In September 2015, the Company entered into a development and professional services agreement with Invetech PTY Ltd., for the conduct of research and development of a next generation automated sample library preparation instrument. This instrument is to be a low volume throughput version of the Company’s existing HTG EdgeSeq system technology and is being referred to as Project JANUS during development.  

The agreement requires the execution of a development plan for each stage of the project. Upon full execution and delivery of each development plan, the Company will pay Invetech development fee installments for that development plan. Stage 0 was completed during the second half of 2015 and Stage 1.1 was initiated during the first quarter 2016, resulting in $704,300 of research and development expense. This amount is included in the condensed statements of operations for the three months ended March 31, 2016.

The agreement will remain in effect through completion of all tasks and our acceptance of all deliverables under each development plan unless terminated earlier as provided for in the agreement.
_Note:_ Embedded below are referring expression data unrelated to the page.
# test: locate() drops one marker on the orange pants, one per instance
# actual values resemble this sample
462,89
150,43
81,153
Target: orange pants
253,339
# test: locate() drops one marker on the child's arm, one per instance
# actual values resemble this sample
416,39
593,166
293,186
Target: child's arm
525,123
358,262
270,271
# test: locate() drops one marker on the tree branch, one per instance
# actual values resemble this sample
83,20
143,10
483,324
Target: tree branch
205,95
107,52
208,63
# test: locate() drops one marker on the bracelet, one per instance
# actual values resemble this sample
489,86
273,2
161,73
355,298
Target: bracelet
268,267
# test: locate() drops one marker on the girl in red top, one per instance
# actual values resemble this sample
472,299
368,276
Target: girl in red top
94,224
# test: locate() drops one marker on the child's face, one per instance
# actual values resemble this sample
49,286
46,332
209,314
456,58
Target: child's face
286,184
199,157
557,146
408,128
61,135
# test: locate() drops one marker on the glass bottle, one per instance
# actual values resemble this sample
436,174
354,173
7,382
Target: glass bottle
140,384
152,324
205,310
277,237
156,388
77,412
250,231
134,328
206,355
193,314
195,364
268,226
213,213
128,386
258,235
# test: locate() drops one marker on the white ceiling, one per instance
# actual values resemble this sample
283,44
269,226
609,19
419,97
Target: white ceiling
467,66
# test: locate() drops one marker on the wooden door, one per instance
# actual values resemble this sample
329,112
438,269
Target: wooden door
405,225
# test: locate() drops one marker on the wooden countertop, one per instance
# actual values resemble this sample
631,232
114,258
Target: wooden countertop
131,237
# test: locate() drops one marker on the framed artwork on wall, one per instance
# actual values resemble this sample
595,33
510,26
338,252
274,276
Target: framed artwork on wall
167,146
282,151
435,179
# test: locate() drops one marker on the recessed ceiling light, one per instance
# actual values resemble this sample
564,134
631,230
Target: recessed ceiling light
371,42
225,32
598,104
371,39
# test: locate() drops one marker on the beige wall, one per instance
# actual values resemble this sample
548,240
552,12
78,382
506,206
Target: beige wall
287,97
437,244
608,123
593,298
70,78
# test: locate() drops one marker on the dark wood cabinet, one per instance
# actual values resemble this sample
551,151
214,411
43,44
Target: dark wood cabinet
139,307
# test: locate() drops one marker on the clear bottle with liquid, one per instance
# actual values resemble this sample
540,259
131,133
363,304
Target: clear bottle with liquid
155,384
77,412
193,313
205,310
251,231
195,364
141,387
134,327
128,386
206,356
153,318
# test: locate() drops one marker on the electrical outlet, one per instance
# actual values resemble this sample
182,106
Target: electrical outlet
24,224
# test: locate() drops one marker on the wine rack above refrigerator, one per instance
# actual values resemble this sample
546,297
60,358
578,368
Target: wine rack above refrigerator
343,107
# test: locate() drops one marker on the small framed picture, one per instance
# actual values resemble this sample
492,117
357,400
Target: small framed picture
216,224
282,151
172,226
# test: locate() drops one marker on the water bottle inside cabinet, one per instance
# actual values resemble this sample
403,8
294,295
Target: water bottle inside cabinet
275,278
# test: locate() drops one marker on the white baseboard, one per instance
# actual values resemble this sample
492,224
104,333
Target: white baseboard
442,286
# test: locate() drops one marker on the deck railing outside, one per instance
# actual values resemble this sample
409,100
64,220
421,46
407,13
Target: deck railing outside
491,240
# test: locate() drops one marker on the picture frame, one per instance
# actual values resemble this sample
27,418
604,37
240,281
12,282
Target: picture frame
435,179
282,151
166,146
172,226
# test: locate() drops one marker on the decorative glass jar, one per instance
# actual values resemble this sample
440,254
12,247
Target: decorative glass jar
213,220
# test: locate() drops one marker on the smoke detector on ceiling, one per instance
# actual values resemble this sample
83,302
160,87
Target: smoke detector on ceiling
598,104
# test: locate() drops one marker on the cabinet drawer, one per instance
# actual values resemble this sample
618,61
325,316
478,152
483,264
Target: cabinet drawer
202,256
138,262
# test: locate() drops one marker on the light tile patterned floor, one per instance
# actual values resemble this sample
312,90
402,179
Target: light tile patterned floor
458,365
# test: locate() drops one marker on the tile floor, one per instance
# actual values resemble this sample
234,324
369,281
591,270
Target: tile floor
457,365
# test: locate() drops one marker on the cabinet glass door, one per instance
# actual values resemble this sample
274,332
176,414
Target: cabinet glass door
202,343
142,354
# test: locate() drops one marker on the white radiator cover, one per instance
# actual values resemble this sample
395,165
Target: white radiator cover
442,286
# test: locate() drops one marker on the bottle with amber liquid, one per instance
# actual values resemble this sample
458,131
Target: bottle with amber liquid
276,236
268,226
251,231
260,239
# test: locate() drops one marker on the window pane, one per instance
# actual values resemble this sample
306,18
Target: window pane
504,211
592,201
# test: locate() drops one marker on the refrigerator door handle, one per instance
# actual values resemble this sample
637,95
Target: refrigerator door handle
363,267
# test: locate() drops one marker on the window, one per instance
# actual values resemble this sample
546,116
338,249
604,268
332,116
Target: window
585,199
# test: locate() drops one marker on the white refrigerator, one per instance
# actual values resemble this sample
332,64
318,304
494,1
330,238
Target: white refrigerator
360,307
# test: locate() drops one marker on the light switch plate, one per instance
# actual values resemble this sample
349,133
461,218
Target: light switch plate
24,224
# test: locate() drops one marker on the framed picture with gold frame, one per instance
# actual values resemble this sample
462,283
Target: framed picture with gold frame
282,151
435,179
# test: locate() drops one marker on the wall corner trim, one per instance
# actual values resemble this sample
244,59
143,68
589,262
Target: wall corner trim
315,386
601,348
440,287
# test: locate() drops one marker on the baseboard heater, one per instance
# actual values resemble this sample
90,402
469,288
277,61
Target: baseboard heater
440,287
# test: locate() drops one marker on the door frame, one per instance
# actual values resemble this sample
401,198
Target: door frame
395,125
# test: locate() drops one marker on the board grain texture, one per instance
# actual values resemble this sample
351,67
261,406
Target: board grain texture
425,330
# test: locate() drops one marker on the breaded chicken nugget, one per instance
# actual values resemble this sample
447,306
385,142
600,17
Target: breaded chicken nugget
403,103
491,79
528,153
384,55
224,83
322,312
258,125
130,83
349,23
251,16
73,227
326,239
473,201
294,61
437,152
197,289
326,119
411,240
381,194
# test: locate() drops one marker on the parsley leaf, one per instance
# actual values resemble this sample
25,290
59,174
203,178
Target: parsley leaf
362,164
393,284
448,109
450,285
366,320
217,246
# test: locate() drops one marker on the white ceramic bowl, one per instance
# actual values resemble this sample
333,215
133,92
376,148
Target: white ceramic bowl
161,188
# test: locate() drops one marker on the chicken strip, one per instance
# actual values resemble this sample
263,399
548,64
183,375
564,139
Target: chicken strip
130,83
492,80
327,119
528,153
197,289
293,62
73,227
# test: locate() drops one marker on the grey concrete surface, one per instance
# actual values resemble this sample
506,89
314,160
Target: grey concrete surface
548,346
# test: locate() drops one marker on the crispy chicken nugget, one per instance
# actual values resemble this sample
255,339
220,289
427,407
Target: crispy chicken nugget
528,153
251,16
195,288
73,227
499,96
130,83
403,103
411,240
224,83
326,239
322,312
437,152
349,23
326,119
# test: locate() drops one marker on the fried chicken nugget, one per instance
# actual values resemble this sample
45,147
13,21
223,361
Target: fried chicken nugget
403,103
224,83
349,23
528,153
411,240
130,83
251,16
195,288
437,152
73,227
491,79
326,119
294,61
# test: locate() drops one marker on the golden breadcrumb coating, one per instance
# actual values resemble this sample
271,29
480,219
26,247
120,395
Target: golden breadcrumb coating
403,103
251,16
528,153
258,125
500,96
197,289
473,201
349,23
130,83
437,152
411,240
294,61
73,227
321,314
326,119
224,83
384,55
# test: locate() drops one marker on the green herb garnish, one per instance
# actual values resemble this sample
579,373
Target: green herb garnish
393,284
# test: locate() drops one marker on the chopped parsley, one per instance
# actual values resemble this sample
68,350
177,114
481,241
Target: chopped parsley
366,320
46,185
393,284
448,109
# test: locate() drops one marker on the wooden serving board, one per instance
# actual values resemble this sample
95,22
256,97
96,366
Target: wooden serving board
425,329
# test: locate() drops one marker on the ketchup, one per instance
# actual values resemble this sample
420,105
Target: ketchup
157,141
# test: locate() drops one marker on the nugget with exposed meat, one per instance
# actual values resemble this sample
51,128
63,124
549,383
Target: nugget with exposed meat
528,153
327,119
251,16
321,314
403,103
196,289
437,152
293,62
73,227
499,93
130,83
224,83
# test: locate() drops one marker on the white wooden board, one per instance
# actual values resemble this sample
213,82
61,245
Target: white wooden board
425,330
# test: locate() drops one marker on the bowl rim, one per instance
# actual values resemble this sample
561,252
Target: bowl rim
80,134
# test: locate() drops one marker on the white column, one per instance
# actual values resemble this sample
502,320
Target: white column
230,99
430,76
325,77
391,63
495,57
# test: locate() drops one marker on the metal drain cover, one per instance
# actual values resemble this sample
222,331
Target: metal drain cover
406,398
Life Technologies Corporation Agreement

In March 2016, the Company entered into an Authorization, Supply and Regulatory Authorization Agreement with Life Technologies Corporation (“LTC”), a wholly owned subsidiary of Thermo Fisher Scientific, Inc., for the development and worldwide commercialization by the Company of up to five RNA-based next generation sequencing panels (“HTG Assays”) for use with LTC’s sequencing instruments and components supplied to end-users by LTC.

Pursuant to the agreement, the Company has agreed to obtain its requirements for certain components to be used in the development of HTG Assays from LTC. As such, in March 2016, the Company purchased approximately $250,000 of LTC products and equipment. LTC has agreed to provide support in the Company’s efforts to obtain regulatory approval of the HTG Assays.  The Company is required to pay LTC a milestone payment in the mid-six figure dollar range upon certain regulatory achievements for each HTG Assay. In addition, the Company has agreed to pay LTC a single digit percentage royalty on net sales of any HTG Assays that the Company commercializes pursuant to the agreement.

Absent early termination, the initial term of the agreement will expire in March 2021 and thereafter will automatically renew for additional two year terms for as long as the Company continues to develop or sell HTG Assays. Either party may terminate the agreement by written notice delivered to the other party at least 60 days prior to the expiration of any then-current term. Either party may terminate the agreement (a) upon the other party’s material breach that remains uncured for 30 days, (b) upon the other party’s bankruptcy or (c) upon written notice in the event the party providing notice reasonably determines that continued performance under the agreement would violate any regulatory law, or any other applicable law or regulation or U.S. Food and Drug Administration (“FDA”) guidance.